Suche nach den Ursachen
Über die Ursachen der Preisturbulenzen wird intensiv diskutiert. Die historisch niedrigen Speicherfüllstände, das fehlende LNG-Angebot sowie die im Vergleich zu 2019 relativ geringen russischen Gasflüsse gelten als wesentliche Ursachen. Welchen Einfluss der Einsatz von Algo-Trading Systemen hat, beurteilen Händler unterschiedlich. “Sie tragen zur Volatilität bei, sind aber nicht entscheidend”, meinte ein Händler, während ein anderer Marktteilnehmer in den “Algos”, die vor allem Fonds einsetzen, einen wesentlichen Treiber sieht. Ein Dritter meinte, der Markt sei einfach nervös. Vor allem die Unsicherheit über die Inbetriebnahme von Nord Stream 2 und ihre Konsequenzen sei dafür verantwortlich. Eine Gruppe von Europaabgeordneten hat die EU-Kommission aufgefordert, zu untersuchen, ob Gazprom bewusst den Markt manipuliert.
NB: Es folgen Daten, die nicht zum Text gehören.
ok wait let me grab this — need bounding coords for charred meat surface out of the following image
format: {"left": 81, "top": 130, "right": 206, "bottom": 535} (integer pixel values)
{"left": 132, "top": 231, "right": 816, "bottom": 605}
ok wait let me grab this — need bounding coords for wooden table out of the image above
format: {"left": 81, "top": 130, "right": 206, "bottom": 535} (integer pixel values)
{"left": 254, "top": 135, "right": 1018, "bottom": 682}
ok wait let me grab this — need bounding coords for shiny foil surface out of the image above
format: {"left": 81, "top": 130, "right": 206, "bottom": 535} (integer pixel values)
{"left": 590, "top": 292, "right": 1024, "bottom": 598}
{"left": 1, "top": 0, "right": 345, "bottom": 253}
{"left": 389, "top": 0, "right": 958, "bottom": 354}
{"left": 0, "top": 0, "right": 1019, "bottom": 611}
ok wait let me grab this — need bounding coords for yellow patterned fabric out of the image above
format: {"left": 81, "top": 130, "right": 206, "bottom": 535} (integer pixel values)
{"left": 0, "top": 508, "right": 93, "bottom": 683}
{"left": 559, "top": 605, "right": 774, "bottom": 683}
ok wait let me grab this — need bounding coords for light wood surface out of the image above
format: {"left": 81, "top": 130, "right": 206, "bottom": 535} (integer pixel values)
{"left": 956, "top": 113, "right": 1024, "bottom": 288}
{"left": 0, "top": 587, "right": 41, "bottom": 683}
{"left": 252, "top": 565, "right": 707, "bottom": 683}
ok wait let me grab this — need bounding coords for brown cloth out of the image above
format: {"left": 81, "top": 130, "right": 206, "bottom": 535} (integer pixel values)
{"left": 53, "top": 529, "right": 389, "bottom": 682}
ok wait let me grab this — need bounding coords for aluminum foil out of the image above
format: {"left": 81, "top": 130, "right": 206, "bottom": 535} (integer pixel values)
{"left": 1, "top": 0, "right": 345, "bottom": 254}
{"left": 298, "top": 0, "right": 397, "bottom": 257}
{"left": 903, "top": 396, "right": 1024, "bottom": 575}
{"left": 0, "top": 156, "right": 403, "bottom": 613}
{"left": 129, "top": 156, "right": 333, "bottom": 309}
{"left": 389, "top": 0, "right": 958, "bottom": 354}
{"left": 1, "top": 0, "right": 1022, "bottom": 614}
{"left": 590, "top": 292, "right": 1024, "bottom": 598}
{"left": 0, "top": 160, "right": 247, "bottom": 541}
Zu den Füllständen der Speicher schreibt die Initiative Erdgasspeicher in einer Pressemitteilung, die Füllstände bedeuteten keine Gefahr für die Versorgungssicherheit. Bis Anfang November sei noch ein Füllstand von über 90 Prozent erreichbar. Aber die Long-Term Options als Regelenergieprodukt zur Sicherung der Versorgung durch eine Garantie von Mengen aus Speichern sollten früher als üblich ausgeschrieben werden. Equinor wird ab dem 1. Oktober seine Exporte erhöhen. Die Produktionsgenehmigungen für die Felder Oseberg und Troll wurden für das kommende Gaswirtschaftsjahr um jeweils ein Mrd. Kubikmeter erhöht, teilte der norwegische Produzent mit. Dennoch stiegen auch am 20. September die Preise weiter an. Der Markt bleibt nervös, da Gazprom für Oktober auf der Yamal-Nord weniger Kapazität als erwartet gebucht hat und keinen zusätzlichen Ukraine-Transit.
Am Freitag der vergangenen Woche erreichten die Turbulenzen auch den Regelenergiemarkt. Für den Kauf lokaler L-Gas-Regelenergie musste NCG einen durchschnittlichen Preis von 160 Euro/MWh bezahlen. 7.500 MWh kosteten insgesamt 1,2 Mio. Euro.